Jingfan Yang
2026
SCOPE: Preserving Modality-Specific Cues to Mitigate Modality Laziness in Multimodal Learning
Jingfan Yang | Rui Zhang | Liang Hong | Ke Yuan
Findings of the Association for Computational Linguistics: ACL 2026
Jingfan Yang | Rui Zhang | Liang Hong | Ke Yuan
Findings of the Association for Computational Linguistics: ACL 2026
Multimodal learning aims to learn unified multimodal representations from heterogeneous modalities and supports many natural language processing tasks. However, multimodal models often exhibit modality laziness: over-relying on a dominant modality and under-exploiting complementary signals.

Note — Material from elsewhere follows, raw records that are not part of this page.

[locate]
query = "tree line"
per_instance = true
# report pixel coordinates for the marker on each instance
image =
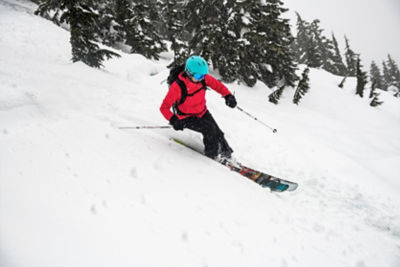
(245, 41)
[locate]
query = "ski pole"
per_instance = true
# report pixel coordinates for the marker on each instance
(144, 127)
(251, 116)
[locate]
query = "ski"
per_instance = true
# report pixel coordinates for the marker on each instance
(265, 180)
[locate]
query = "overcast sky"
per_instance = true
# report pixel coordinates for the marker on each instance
(372, 26)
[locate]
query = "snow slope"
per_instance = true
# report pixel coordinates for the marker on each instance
(77, 191)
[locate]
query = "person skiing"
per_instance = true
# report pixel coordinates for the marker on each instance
(191, 112)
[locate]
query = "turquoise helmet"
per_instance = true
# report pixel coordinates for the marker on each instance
(196, 65)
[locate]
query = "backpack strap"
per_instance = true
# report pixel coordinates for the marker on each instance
(184, 95)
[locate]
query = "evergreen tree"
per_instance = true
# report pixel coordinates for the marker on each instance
(386, 76)
(83, 21)
(301, 40)
(276, 95)
(393, 73)
(351, 60)
(324, 47)
(340, 67)
(302, 87)
(245, 40)
(212, 23)
(361, 79)
(376, 76)
(375, 96)
(141, 33)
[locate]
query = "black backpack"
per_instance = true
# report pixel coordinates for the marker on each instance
(174, 77)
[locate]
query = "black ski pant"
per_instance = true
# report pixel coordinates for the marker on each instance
(213, 138)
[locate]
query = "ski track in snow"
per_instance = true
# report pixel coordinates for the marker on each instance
(77, 191)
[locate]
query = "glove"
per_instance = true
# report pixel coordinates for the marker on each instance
(230, 101)
(176, 123)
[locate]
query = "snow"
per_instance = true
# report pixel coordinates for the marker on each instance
(77, 191)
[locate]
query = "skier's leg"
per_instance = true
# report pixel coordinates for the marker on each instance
(209, 130)
(224, 149)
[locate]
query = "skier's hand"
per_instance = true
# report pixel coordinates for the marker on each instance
(230, 101)
(176, 123)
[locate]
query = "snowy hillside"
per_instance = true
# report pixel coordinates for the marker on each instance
(77, 191)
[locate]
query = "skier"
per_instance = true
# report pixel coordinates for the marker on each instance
(192, 113)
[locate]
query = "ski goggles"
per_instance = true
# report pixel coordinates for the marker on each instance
(198, 77)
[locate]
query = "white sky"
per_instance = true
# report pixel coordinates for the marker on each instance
(372, 26)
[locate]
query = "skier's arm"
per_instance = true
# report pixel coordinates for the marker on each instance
(173, 95)
(217, 85)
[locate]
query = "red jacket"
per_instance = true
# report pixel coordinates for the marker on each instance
(194, 105)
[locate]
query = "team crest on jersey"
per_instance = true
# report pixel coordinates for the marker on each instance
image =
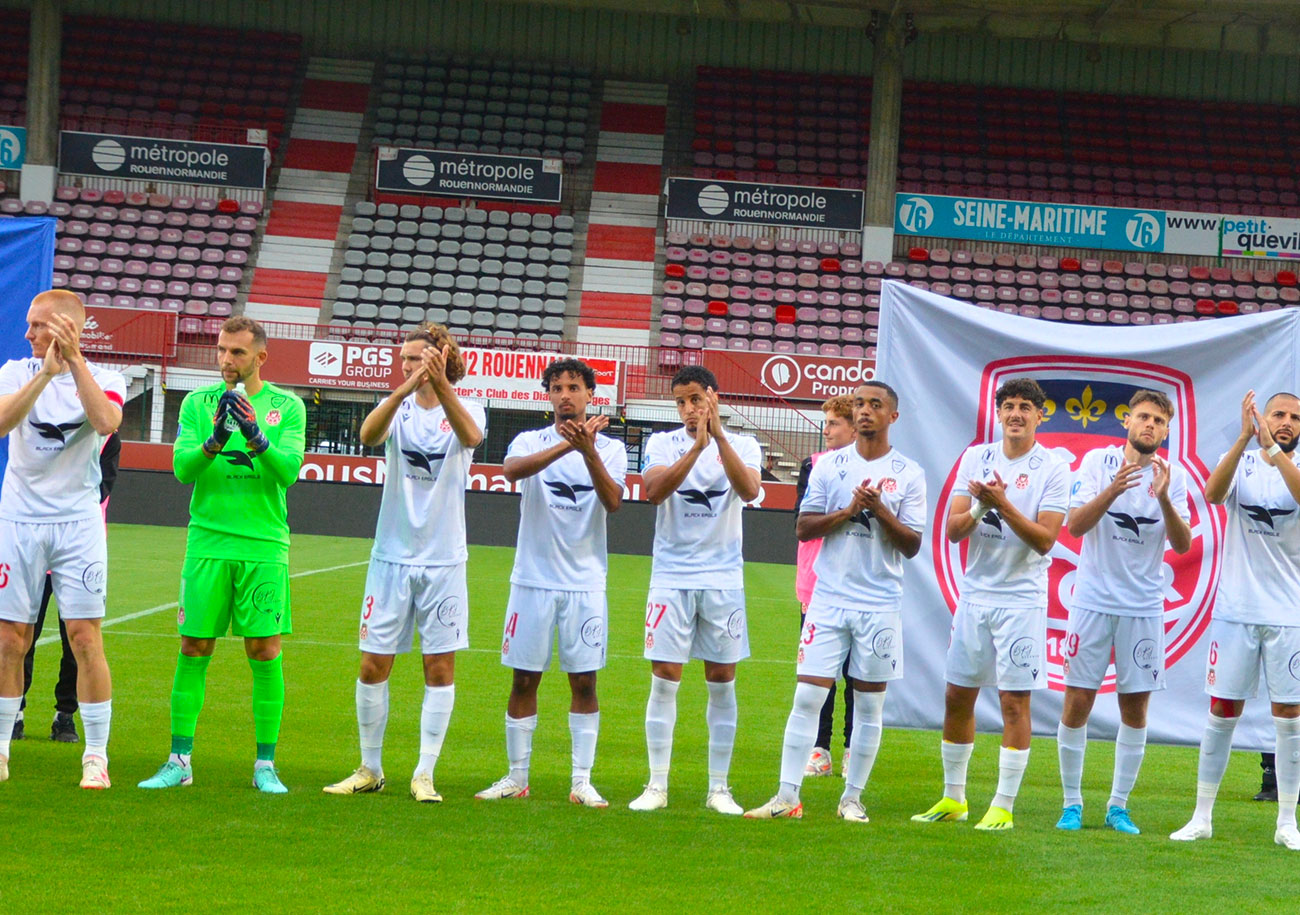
(1087, 398)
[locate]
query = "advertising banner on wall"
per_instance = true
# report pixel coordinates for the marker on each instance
(765, 204)
(156, 159)
(787, 376)
(468, 174)
(495, 374)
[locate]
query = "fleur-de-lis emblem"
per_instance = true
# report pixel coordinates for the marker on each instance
(1086, 411)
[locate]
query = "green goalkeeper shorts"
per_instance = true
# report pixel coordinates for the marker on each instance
(250, 599)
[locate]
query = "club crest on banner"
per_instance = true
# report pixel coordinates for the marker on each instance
(1087, 402)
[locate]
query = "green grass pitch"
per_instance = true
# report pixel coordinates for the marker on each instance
(220, 846)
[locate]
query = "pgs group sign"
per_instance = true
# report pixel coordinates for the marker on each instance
(495, 374)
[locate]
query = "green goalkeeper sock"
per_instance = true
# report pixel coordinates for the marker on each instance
(187, 689)
(268, 703)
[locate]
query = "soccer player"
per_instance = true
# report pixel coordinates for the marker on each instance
(417, 567)
(1018, 495)
(836, 432)
(57, 411)
(1255, 618)
(700, 476)
(867, 504)
(1125, 503)
(242, 451)
(571, 478)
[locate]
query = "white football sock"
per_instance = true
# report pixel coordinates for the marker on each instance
(869, 711)
(8, 715)
(96, 718)
(1130, 747)
(1071, 744)
(1212, 763)
(800, 737)
(956, 758)
(519, 745)
(584, 728)
(1287, 766)
(372, 718)
(722, 716)
(434, 716)
(661, 719)
(1010, 770)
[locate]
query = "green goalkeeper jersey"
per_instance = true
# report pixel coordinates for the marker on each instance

Existing approaches typically strengthen unimodal training or rebalance modality contributions, but they may still emphasize shared semantics and overlook modality-specific cues. To address this, we propose SCOPE, a unified framework for learning complete multimodal representations, achieving Shared-and-COmplementary cue PrEservation. Firstly, SCOPE uses a mutual information-guided disentanglement module to separate shared semantics from modality-specific cues and mitigate representation collapse. Secondly, SCOPE aligns modalities by enforcing structural consistency between modality-wise semantic graphs, avoiding brittle point-wise matching. Finally, SCOPE performs balanced fusion via structure-aware diffusion attention to integrate shared and complementary cues without feature homogenization. Experiments on four benchmark datasets show that SCOPE consistently outperforms SOTA baselines, achieving up to 27.10% accuracy improvement.